On n’a jamais vendu l’école aux enfants. Pas besoin, ils sont obligés d’y aller. Alors on les met dans l’autobus et ils suivent. Que ça leur tente ou pas. Ça prendrait un cours Initiation à l’école 101. Pour que les jeunes comprennent ce qu’ils font là. Qu’ils sachent ce qu’on attend d’eux. Et ce qu’ils peuvent attendre des profs. Faut leur expliquer dans quoi ils s’embarquent. Combien de gens, 20 ans plus tard, regrettent de ne pas avoir plus écouté durant leurs cours, de ne pas avoir plus étudié ?! Au fond, l’école, c’était le fun, mais on ne le savait pas. Personne ne nous l’avait dit.

Alors je vais vous le dire. Élèves, l’école, c’est le fun. C’est pas un immeuble où les parents se débarrassent de leurs enfants pour pouvoir aller travailler. C’est pas une garderie avec des activités plates. L’école, c’est un gym. Le gym du cerveau. Et comme pour le gym du corps, faut pas y aller une fois de temps en temps, si on veut des résultats. Faut y aller régulièrement. Du lundi au vendredi.

À quoi ça sert d’avoir le cerveau musclé ? Après tout, sur Instagram, les bras et les fesses musclés sont beaucoup plus populaires. Mais entre deux selfies, il y a ce qu’on appelle la vie, et dans la vie, plus on sait de choses, plus la vie passe vite, plus la vie est passionnante.

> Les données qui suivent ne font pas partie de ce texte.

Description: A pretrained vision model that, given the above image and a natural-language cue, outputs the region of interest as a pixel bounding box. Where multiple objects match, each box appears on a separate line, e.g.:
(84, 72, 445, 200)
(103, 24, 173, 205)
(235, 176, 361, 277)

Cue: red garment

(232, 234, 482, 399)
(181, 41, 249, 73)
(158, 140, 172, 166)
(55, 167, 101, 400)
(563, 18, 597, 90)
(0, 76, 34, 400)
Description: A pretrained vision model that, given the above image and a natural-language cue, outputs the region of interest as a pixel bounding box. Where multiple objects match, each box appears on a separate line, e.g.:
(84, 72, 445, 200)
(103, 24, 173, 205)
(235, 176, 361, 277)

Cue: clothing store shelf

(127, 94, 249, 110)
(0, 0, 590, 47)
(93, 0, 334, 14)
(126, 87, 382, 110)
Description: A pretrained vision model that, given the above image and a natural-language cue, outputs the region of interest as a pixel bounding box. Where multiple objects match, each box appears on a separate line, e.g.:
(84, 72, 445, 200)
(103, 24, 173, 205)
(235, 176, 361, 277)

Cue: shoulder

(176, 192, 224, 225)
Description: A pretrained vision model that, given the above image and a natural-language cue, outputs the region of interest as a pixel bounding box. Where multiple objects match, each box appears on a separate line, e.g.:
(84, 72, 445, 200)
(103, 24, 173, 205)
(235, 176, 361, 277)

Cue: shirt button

La connaissance, c’est pratique. Le cours de français va vous permettre d’écrire des statuts qui vont intéresser les autres. Le cours d’anglais va vous permettre de comprendre les chansons d’Ed Sheeran. Le cours de mathématiques va vous permettre de structurer votre pensée face à tous ces chiffres qui vous entourent. De votre nombre de likes à votre nombre de fails. Le cours de géographie, vous serez bien content de l’avoir écouté quand vous enverrez vos photos des quatre coins du monde. Et le cours d’histoire vous permettra de comprendre tous ces gens que vous croiserez. À commencer par vous.

L’école, c’est pas juste un endroit à imprimer des diplômes pour avoir une job. L’école, c’est un Disney World de connaissances. Chaque matière est un manège. Y’a tellement de choses à apprendre que ça donne le vertige. 

La meilleure façon de réussir en chimie, c’est d’aimer la chimie. La meilleure façon de réussir en philosophie, c’est d’aimer la philosophie. C’est bête de même. Les premiers seront ceux qui ont le plus aimé.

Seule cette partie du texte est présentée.